Cannes 2021 | L’Histoire de ma femme d’Ildiko Enyedi, scènes de la vie conjugale

Cannes 2021 | L’Histoire de ma femme d’Ildiko Enyedi, scènes de la vie conjugale

Adapté d’un roman de Milán Füst, L’Histoire de ma femme est une fresque intimiste qui raconte les relations chaotiques entre un capitaine au long cours et son épouse Lizzy dans l’Europe des années 20. On comprend mieux pourquoi ausculter ce couple en crise perpétuelle prend quasiment 3h lorsque l’on sait comment ils se sont rencontrés. Lui, prototype du mufle macho qui ne doute de rien, décide (« par jeu ») d’épouser la première femme qui passera la porte. Elle, libre et désabusée, accepte, non sans arrières-pensées : quoi de plus pratique quand on veut être une femme indépendante qu’un mari qui s’absente pendant des mois ? Difficile, sur ces bases, de faire plus dysfonctionnel, le marin ne cessant de craindre les infidélités de la jeune femme, qui, de son côté, ne cesse de devoir lutter pour ne pas être déduite à l’état de meuble attendant sagement le retour du héros.
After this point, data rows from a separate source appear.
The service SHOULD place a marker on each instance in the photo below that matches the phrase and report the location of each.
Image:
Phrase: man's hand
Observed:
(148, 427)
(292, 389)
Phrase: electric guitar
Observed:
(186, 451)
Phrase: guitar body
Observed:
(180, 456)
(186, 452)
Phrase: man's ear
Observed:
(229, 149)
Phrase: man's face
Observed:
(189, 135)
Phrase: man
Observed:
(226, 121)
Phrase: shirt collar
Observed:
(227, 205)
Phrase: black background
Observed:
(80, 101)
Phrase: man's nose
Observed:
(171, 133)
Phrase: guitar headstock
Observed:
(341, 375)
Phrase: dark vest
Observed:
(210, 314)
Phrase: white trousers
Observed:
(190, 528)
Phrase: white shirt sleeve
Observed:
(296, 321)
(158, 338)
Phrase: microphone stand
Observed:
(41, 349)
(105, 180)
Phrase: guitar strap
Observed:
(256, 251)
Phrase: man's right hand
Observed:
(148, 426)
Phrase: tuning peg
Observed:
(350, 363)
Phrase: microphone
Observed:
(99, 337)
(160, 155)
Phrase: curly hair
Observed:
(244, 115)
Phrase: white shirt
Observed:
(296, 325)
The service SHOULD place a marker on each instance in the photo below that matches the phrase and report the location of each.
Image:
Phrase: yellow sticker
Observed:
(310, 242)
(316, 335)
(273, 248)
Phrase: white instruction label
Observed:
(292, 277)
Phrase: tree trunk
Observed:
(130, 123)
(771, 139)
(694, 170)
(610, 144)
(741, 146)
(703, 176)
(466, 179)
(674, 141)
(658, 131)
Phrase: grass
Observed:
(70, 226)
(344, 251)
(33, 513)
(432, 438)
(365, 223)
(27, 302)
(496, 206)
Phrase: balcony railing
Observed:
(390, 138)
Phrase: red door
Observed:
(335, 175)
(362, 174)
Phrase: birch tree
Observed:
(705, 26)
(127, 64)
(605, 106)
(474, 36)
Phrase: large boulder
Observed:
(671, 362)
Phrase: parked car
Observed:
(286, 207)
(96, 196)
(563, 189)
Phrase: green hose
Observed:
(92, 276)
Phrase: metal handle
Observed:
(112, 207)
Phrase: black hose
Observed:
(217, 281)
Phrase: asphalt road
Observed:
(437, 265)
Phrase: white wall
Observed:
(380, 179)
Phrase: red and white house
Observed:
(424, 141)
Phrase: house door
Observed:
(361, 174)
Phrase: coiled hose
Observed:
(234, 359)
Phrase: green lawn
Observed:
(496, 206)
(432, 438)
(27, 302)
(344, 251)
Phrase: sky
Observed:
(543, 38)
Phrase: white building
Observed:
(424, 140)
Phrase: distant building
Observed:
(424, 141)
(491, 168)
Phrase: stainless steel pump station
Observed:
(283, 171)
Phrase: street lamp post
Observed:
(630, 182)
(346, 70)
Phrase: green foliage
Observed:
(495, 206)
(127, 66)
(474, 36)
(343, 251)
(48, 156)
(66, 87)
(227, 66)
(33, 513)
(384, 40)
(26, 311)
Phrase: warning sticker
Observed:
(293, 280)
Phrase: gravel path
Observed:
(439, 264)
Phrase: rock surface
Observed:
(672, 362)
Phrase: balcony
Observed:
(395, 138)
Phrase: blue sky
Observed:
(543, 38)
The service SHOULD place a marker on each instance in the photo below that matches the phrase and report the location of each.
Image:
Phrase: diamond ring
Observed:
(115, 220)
Le film, qui adopte pleinement le point de vue du mari jaloux, est construit en 7 chapitres qui représentent – ironiquement – les différents stades par lesquels il passe, de la « résolution des problèmes pratiques » au « détachement », en passant par la « perte de contrôle ». Si certaines séquences parviennent à déjouer les attentes du genre (la nuit de noces consacrées à jouer au strip-poker, certaines répliques cyniques de Lizzy, le jeu sur les situations traditionnelles du marivaudage), l’ironie laisse malheureusement vite place à l’ennui et à l’académisme formel. L’intrigue ronronne, de crise en réconciliation, et les intrigues secondaires ne parviennent pas à relancer l’intérêt.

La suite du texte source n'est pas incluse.